1. Performance If you have too few slots for the number of items, then a look up by item name will pick the slot quite fast, but will then have to iterate down the linked list to find the item wanted which could be a lengthy CPU operation if the linked list is a long one.

In general terms, the more slots you have, the shorter the average length of the linked list.

(However you cannot guarantee that the items will be distributed evenly over the available slots. The worst case scenario is that by chance all the item names hash down to the same slot and you get a single very long linked list on that slot and empty linked lists on the other slots. But given a reasonably random set of item names, usually they will be reasonably evenly distributed across slots.)

I have not benchmarked the performance for a random lookup in a hash table with random item names depending on the slot size - but my guess is that the best performance will be when the number of slots is close to the number of items in the table. Khaled may have done some benchmarking when he suggests that you use a number of slots about 1/10 the number of items, but it seems to me that might mean having linked lists between (say) 5 and 20 long - whereas with the number of slots close to the number of items the linked lists should only be (say) 1 to 5 items long. Wikichip suggests that the optimum number of slots is 1.282x the number of entries.

Each slot only takes a very small number of bytes - far smaller than the bytes required to store the items themselves - so in most cases it seems to me that there is little downside to using a relatively large number of slots. (The maximum number of slots is 10,000 (i.e. actually 10,001) which uses 40K of memory - and that is not a huge amount in today's PCs, so I tend not to worry too much about excess slots.)
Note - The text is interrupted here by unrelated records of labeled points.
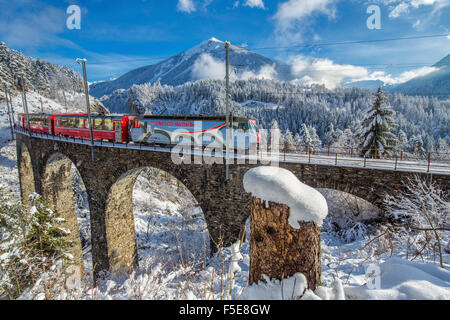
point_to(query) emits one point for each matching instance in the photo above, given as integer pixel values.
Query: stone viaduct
(45, 165)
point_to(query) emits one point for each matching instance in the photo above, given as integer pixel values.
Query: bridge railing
(394, 158)
(338, 156)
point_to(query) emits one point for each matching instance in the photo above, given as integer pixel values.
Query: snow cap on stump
(282, 186)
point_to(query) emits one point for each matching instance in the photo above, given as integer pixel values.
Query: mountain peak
(445, 62)
(213, 39)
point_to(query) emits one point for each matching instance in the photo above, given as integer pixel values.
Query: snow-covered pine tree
(288, 141)
(32, 241)
(417, 145)
(376, 128)
(276, 138)
(403, 142)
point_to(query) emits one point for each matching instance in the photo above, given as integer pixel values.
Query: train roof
(163, 117)
(190, 117)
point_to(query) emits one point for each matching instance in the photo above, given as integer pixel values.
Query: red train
(110, 128)
(144, 129)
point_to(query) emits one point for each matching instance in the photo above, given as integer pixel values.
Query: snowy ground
(174, 261)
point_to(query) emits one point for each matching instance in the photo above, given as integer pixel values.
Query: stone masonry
(225, 204)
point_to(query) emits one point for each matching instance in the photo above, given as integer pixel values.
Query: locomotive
(145, 129)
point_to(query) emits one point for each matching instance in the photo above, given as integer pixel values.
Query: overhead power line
(281, 47)
(350, 42)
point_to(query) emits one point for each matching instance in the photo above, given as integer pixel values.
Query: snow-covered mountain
(39, 75)
(436, 83)
(204, 61)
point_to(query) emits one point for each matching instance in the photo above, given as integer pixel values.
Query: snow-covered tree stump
(285, 226)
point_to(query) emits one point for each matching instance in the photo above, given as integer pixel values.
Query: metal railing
(432, 162)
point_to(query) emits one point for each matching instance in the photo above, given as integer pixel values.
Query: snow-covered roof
(282, 186)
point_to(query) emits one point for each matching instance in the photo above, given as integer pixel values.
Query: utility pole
(9, 112)
(88, 105)
(229, 117)
(12, 107)
(25, 105)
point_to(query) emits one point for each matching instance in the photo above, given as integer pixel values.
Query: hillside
(436, 83)
(289, 104)
(44, 79)
(189, 66)
(40, 76)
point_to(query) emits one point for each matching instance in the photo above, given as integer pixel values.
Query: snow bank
(286, 289)
(402, 279)
(282, 186)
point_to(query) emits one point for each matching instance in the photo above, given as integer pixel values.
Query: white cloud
(401, 78)
(266, 72)
(399, 10)
(309, 70)
(403, 7)
(206, 67)
(186, 6)
(254, 4)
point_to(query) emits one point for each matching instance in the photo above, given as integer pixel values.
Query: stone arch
(122, 249)
(57, 190)
(353, 189)
(26, 173)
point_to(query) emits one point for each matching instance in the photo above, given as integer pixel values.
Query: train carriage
(163, 130)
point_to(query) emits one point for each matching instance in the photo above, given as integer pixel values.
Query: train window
(98, 124)
(72, 123)
(240, 126)
(108, 125)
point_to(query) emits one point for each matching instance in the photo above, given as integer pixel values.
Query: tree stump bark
(278, 250)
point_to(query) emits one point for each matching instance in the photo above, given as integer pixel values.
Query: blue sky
(117, 36)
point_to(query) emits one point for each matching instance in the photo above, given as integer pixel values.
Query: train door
(118, 130)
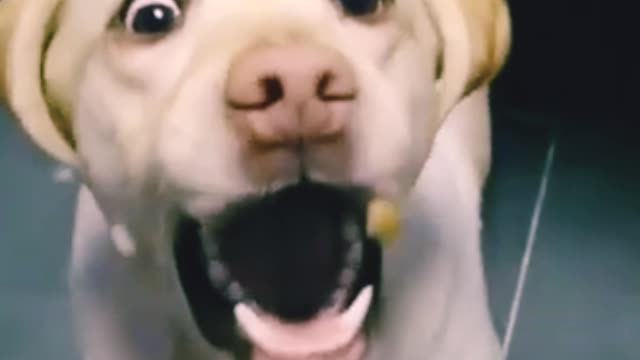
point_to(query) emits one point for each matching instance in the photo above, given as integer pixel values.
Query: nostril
(330, 89)
(272, 91)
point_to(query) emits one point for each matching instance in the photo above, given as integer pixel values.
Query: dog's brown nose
(285, 95)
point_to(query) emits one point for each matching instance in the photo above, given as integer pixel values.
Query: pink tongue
(355, 350)
(331, 335)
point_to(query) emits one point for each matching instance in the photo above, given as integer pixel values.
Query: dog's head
(174, 109)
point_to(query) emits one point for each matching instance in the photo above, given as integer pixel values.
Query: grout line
(531, 238)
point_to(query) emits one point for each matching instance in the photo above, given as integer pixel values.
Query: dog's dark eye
(361, 7)
(151, 16)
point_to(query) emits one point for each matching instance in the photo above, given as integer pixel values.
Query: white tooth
(326, 333)
(235, 292)
(354, 316)
(338, 298)
(208, 243)
(354, 256)
(218, 272)
(123, 241)
(347, 277)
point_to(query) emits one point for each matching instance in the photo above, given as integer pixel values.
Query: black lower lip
(283, 247)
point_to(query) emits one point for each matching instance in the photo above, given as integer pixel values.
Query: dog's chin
(269, 264)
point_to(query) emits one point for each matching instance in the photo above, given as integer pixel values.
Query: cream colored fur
(144, 126)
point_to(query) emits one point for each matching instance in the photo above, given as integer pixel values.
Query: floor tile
(582, 295)
(35, 326)
(519, 149)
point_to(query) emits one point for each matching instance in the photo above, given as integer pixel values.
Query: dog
(171, 112)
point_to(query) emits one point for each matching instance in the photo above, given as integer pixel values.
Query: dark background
(575, 59)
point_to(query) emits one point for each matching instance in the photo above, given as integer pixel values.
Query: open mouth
(292, 272)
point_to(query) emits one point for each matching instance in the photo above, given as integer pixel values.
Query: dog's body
(127, 296)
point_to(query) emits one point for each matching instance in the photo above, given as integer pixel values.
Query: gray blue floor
(562, 245)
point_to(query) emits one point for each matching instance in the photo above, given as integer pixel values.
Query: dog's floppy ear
(26, 28)
(475, 36)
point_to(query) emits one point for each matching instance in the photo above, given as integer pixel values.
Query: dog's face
(219, 99)
(178, 108)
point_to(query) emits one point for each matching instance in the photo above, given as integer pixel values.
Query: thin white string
(531, 238)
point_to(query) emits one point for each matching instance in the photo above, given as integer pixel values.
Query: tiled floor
(579, 296)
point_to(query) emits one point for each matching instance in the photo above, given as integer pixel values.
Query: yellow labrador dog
(227, 151)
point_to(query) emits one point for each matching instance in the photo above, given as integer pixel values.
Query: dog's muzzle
(286, 275)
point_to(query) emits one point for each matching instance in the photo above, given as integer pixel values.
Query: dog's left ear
(475, 39)
(26, 29)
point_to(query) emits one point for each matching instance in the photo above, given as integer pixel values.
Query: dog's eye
(361, 7)
(151, 16)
HOWEVER that applies only to lookup by item name. $hfind also allows you to search by item name using the item name as a wildcard match to text, or as wildcard text matching the item name, or using the item name as a regex to match to text or as regex text to match the item name. Since there seems to be no way to use a hash determine which slot the item might be on, it seems to me that it is likely that mIRC has to iterate across all linked lists on all slots to complete the find, in which case the performance is unlikely to be effected by the number of slots. Ditto when you do any of the above searches on the data rather than the item.

So for $hfind which iterates across all entries regardless of number of slots, you might as well use 1 slot.

But if you are using $hget to do a hash lookup based on a specific item, then you should use as large a number of slots as you think you need.

2. If you have digested all of the above then you may have realised that you can make a hash table store items sequentially so that you can iterate over them as the original poster would like to by using -m1 to create a single slot hash table and so a single linked list. Since each item is added to the beginning of the list, the sequence they are added is preserved (but reversed) when you iterate using $hget(table,n) in other words you can either store them in reverse order or access them in reverse order:

Code:
//hfree TEST | //var %i = 1 | while (%i <= 1000) { hadd -m1 TEST test_ $+ %i 1 | inc %i } | echo -a Item 1: $hget(TEST,1).item Item 1000: $hget(TEST,1000).item
//hfree TEST | //var %i = 1000 | while (%i) { hadd -m1 TEST test_ $+ %i 1 | dec %i } | echo -a Item 1: $hget(TEST,1).item Item 1000: $hget(TEST,1000).item

Last edited by Protopia; 13/10/18 08:18 PM.